One hundred twenty-eight studies provided information on the ability of baseline on-clopidogrel platelet reactivity to predict clinical outcomes or platelet reactivity during followup. The majority of studies were conducted in populations with ischemic heart disease. Patients with high platelet reactivity at baseline were more likely to be clopidogrel nonresponders during followup. The ability to predict clinical outcomes was reported for various assays; the most commonly assessed were light-transmission aggregometry (55 studies); VerifyNow P2Y12 (38 studies); vasodilator-stimulated phosphoprotein assay (19 studies); Multiplate analyzer (18 studies); and Platelet Function Analyzer-100 (11 studies). Overall, studies suggested that increased on-clopidogrel reactivity was associated with increased rates of adverse cardiovascular outcomes.
Fourteen studies provided information on the use of genetic testing for CYP2C19 variants for guiding treatment choice: 1 randomized trial of testing versus no testing, 12 randomized treatment trials assessing effect modification by CYP2C19 status, 1 randomized treatment trial selecting patients on the basis of CYP2C19 genotype. Twenty-four studies provided information on the use of platelet reactivity measurements to guide antiplatelet therapy: 7 comparative studies of alternative testing strategies (6 with random allocation), 3 randomized treatment trials assessing effect modification by reactivity status, 14 randomized treatment trials selecting patients on the basis of platelet reactivity levels. Studies had heterogeneous designs and compared different treatment strategies. Overall, there was insufficient evidence regarding the use of genotyping CYP2C19 variants or phenotypic testing for platelet reactivity to guide treatment selection.
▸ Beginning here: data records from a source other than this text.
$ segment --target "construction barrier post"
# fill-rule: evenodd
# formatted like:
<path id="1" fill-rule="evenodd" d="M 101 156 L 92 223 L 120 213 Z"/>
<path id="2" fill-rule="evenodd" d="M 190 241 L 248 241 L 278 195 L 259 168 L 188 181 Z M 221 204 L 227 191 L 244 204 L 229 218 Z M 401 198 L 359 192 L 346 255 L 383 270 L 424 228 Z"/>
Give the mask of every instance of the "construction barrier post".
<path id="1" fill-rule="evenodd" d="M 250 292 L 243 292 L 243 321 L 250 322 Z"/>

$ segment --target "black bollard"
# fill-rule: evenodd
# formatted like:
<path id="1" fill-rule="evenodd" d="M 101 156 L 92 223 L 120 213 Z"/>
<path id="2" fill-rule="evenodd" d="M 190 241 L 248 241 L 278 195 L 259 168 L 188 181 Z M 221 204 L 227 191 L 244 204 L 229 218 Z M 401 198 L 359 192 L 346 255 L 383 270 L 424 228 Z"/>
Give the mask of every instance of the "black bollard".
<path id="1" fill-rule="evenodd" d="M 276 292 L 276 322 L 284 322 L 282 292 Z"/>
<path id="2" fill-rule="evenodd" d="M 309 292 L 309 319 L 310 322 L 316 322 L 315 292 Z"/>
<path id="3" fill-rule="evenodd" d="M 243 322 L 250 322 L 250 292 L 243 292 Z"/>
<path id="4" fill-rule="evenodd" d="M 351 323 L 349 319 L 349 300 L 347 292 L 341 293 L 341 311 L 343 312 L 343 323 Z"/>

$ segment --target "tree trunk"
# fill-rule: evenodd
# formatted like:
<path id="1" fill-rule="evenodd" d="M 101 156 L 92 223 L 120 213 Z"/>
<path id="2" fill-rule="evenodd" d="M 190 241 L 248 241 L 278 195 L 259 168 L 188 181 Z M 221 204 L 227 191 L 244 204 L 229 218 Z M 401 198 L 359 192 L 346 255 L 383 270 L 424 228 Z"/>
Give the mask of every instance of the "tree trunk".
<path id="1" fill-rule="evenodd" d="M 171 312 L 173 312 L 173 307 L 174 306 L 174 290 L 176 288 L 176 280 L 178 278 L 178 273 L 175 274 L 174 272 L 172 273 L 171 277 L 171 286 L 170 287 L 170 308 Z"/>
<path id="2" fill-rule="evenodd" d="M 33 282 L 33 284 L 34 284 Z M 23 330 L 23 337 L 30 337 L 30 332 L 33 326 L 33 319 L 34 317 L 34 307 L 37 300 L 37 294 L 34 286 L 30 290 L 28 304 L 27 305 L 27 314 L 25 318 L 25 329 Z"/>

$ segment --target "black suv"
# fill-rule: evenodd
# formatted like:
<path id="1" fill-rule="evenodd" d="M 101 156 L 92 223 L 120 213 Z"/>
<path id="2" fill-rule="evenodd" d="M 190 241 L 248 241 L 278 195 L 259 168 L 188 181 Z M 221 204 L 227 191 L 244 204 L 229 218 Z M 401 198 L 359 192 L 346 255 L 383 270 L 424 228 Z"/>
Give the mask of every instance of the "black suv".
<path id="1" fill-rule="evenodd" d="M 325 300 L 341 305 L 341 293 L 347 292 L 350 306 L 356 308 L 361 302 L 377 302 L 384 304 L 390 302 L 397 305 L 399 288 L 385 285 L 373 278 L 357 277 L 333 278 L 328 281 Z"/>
We found evidence to support an association between loss-of-function CYP2C19 variants and increased risk of adverse cardiovascular outcomes. Similarly, we found evidence that high on clopidogrel platelet reactivity is associated with an increased risk of adverse cardiovascular outcomes, at least for some of the available assays. The strength of evidence regarding these prognostic effects was judged to be low or moderate because of concerns regarding selective outcome reporting and publication bias, and the relatively small number of studies reporting data on most clinical outcomes. The strength of evidence regarding the use of genetic or platelet reactivity testing to guide antiplatelet treatment selection was judged to be insufficient because studies reporting on clinical outcomes were few, had diverse designs, and included heterogeneous populations. Comparative data on alternative test strategies (genetic versus phenotypic) are lacking.